Das Kirchenjahr, an dem sich viele unserer Feiertage mit ihren alten Ritualen orientieren, bietet uns Rastplätze zu ganz unterschiedlichen Themen an: Zum Beispiel die Zeit des Wartens im Advent, den Verzicht ab Aschermittwoch, den Dank für die Ernte im Herbst, die Zeit der Trauer im November oder den Ausblick auf unsere großen Hoffnungen am Ewigkeitssonntag. Und natürlich gehören auch Fasching und Karneval oder die Raunächte zu diesen Rastplätzen des Jahreskreises dazu. Ohne solche Rituale, die die Zeit strukturieren und uns Orientierung geben, ist die Zeit bloß „ein unbeständiger Fluss“ – ohne Inseln, ohne Ankerplätze. Nur rauschendes Getöse. Je mehr jedoch die Selbstverständlichkeit dieser Rituale schwindet, desto schwieriger wird es für den Einzelnen, sich von ihnen beherbergen zu lassen – und für eine Gesellschaft, ein gemeinsames Ganzes zu entwickeln.

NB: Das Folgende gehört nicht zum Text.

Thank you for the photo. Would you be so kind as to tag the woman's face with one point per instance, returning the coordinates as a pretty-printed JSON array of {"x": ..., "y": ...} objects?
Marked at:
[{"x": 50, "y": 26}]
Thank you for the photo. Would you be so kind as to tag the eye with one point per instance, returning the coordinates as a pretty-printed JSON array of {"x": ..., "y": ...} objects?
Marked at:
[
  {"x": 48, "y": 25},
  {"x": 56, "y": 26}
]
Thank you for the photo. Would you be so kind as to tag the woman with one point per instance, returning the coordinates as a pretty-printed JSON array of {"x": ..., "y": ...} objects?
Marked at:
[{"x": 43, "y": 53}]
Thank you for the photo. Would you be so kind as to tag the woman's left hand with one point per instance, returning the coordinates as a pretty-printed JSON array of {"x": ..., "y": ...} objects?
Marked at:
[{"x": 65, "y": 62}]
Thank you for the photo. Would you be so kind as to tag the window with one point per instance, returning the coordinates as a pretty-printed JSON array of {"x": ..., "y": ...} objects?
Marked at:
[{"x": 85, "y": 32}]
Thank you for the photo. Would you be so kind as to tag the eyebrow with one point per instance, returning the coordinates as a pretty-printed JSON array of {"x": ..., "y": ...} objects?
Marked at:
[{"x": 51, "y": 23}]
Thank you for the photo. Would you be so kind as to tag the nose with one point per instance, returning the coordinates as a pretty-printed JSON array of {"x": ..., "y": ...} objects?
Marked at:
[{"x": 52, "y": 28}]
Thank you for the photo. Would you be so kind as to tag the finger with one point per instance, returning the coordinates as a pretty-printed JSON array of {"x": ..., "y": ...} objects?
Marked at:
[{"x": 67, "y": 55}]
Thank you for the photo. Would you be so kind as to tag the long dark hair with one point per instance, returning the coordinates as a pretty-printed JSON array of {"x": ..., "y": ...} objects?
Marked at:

In den letzten Jahrzehnten sind viele Äquivalente zu Taufe, zur kirchlichen Hochzeit und Bestattung entstanden. Zahlreiche Ritualdesigner:innen und Ritualbegleiter:innen haben den Markt dafür entdeckt. Bei der Namensweihe für kleine Kinder, der Jugendweihe oder der weltlichen Hochzeit und Bestattung bilden die kirchlichen Rituale immer noch so etwas wie eine Hintergrundfolie. Trotzdem zeigt diese Entwicklung, dass die Rituale der Kirche in der modernen Kultur mittlerweile zu einer Variante der Sinnsuche neben vielen anderen geworden sind. Eine Option, die man wählen kann, aber nicht mehr muss. Vielen erscheinen die Rastplätze und Herbergen der Kirche inzwischen ein wenig verstaubt. Oder sie trauen sich einfach nicht, sie zu betreten, um sich dort auszuruhen und stärken zu lassen.
Ohne Rituale, die die Zeit strukturieren und uns Orientierung geben, ist die Zeit bloß „ein unbeständiger Fluss“ – ohne Inseln, ohne Ankerplätze.
Kirche wieder sichtbar machen
Um christliche Rituale bekannter zu machen und auch Menschen, die sich von den traditionellen Formen der Kirche entfremdet haben, ein religiöses Zuhause zu bieten, haben wir in den letzten Jahren eine Ritualagentur gegründet, die zum 1. Januar 2022 an den Start gegangen ist. In Hamburg gibt es seitdem nicht mehr nur St. Pauli oder St. Georg, sondern auch st. moment. Wir sprechen das übrigens erst Deutsch und dann Englisch aus [sankt moʊmənt]. Ziel dieses kleinen kirchlichen Start-ups ist es, dass wir als Kirche unkompliziert erreichbar sind, sichtbarer werden in unserer geistlichen Kreativität an ganz verschiedenen Gottes- und Herzenssorten und wirklich vorbehaltlos auf Menschen zugehen, um sie in den heiligen Momenten ihres Lebens zu begleiten.
In unserem Buch findet ihr 19 Geschichten inklusive Ritualvorschlägen, in denen wir von den Erfahrungen erzählen, die wir als Pastorinnen bei st. moment und drumherum gemacht haben – von Nottaufe über Tierbestattung, Raunächte, Schiffstaufe, Richtfest, Bachelor of Being oder Feier der Lebenswende, dem Abschied von einem langgehegten Wunsch oder einem Fuck-Up-Ritual. Es ist unser Versuch, die alten Schätze an die frische Luft zu bringen.